Time seems to slow to a crawl as I waited for the 3 of them to come back as I needed one of their phones to call my phone in hope that someone would pick it up. They soon came back and I gibberish-ed the situation to them as I stormed out into the quieter smoking area to make a call. In my head I was already thinking,

“It’s a bloody NOKIA N95 8GB HANDPHONE! It will take a miracle for someone to resist the temptation of just turning my handphone off and pulling out my sim card.”

As I reached the corner of the smoking area and dialled my number, I was already prepared to hear a busy tone which will probably end up with me cursing the fella’s dick to shrivel up and drop and if it’s a woman, to have her vagina close up and develop moss.
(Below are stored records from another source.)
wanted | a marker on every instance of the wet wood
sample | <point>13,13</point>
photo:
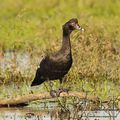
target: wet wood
<point>23,100</point>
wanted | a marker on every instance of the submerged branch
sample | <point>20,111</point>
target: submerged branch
<point>22,100</point>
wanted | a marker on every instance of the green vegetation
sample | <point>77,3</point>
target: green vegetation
<point>34,27</point>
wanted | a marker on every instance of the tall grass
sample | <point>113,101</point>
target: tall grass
<point>35,27</point>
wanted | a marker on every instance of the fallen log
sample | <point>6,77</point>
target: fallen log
<point>21,100</point>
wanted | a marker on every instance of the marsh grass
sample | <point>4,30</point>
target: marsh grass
<point>34,27</point>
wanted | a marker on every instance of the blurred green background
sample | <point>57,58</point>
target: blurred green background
<point>35,26</point>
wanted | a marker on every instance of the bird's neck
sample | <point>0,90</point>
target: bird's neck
<point>66,45</point>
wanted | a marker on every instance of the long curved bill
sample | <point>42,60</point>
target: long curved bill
<point>78,27</point>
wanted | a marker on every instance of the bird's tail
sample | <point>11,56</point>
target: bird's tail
<point>38,79</point>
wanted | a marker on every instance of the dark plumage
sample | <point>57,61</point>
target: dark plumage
<point>56,65</point>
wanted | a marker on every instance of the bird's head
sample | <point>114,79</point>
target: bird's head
<point>71,25</point>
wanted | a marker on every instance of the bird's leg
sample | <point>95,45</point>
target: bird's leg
<point>61,89</point>
<point>51,91</point>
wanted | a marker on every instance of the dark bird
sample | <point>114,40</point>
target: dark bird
<point>56,65</point>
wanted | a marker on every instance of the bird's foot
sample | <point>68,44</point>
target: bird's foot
<point>60,90</point>
<point>52,93</point>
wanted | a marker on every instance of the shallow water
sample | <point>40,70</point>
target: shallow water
<point>50,111</point>
<point>56,114</point>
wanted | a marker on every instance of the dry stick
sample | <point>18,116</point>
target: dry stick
<point>32,97</point>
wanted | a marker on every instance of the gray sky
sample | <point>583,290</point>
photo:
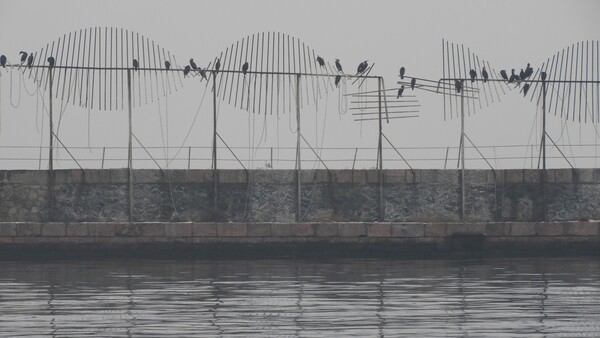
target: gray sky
<point>389,33</point>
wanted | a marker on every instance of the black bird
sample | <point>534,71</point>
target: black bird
<point>400,91</point>
<point>217,66</point>
<point>525,89</point>
<point>362,67</point>
<point>458,85</point>
<point>473,75</point>
<point>338,65</point>
<point>513,76</point>
<point>30,61</point>
<point>320,61</point>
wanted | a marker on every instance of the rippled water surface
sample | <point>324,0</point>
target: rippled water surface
<point>338,298</point>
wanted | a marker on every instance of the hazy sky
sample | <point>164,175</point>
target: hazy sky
<point>389,33</point>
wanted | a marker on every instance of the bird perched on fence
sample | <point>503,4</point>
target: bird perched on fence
<point>362,67</point>
<point>320,61</point>
<point>473,75</point>
<point>400,91</point>
<point>338,65</point>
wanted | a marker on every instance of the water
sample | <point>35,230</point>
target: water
<point>339,298</point>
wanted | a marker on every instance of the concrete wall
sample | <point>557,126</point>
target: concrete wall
<point>426,196</point>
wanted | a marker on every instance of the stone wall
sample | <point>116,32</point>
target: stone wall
<point>426,196</point>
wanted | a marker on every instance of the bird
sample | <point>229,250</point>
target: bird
<point>338,65</point>
<point>473,75</point>
<point>362,67</point>
<point>320,61</point>
<point>217,66</point>
<point>458,85</point>
<point>30,61</point>
<point>525,89</point>
<point>400,91</point>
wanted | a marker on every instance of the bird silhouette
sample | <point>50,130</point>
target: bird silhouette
<point>338,65</point>
<point>320,61</point>
<point>473,75</point>
<point>362,67</point>
<point>400,91</point>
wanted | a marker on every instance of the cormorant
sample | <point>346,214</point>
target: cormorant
<point>362,67</point>
<point>400,91</point>
<point>473,75</point>
<point>338,65</point>
<point>320,61</point>
<point>30,61</point>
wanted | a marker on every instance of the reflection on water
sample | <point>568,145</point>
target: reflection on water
<point>366,298</point>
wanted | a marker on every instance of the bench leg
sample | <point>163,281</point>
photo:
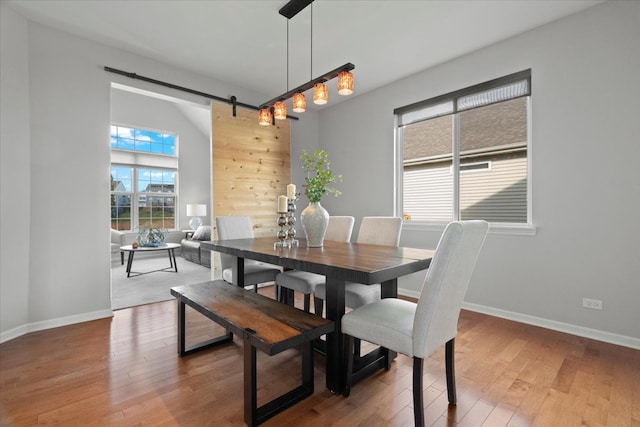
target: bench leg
<point>250,385</point>
<point>254,415</point>
<point>183,350</point>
A connecting tone was what I heard and I immediately light up as the call connected.

A man’s voice: “Hello?”

I almost screamed with hope:HELLO!! I AM THE OWNER OF THIS PHONE!”

“Hello! Yah. I picked up your phone in the cab.”

“Thanks for picking up my call!”

In short, there was a woman and a man in the cab who was heading to their home in Bukit Merah. There offered to keep the phone for me and have me collect it from them when able but I suggested for them to pass the phone to the cab driver to have him drive it back to St James with his meter on so that I could pay him.

I AM BLOODY LUCKY I TELL YOU!

But soon, an idiot will appear. I ended the call and wanted to turn back to the tables to tell them of the good news when a St James floor manager approached me.

Idiot: “You need to walk out of the smoking area and come in via the re-entry queue.”

Me: “Huh?”

“You need to go out and come in from the re-entry queue.”

“But WHY? I am IN the smoking area and I have not stepped out. Why should I do that?”

(and he starts to replay like a broken record)

“You need to go out and come in from the re-entry queue.”

(I got pretty pissed as this point and I raised my voice)

LOOK! I said I DID NOT EXIT THE AREA. I was standing here and MAKING A CALL. WHY should I walk OUT and RE-QUEUE?”

(He seem to be hearing me for the 1st time and mumbled sometime before he quickly walked away)

“….cause you stepped across the line….”

.

SERIOUSLY. WTF???

.

Anyway, despite idiots like this who have WEIRD grasp of the rules in St James, I am happy enough to be thankful to the nice and kind couple who wasn’t greedy and the cab driver, Mr Quek, who drove my handphone back and accepted an $8 payment despite the $12 meter. (His cab doesn’t accept visa and I didn’t have enough cash)

I am seriously CARELESS and BLOODY LUCKY!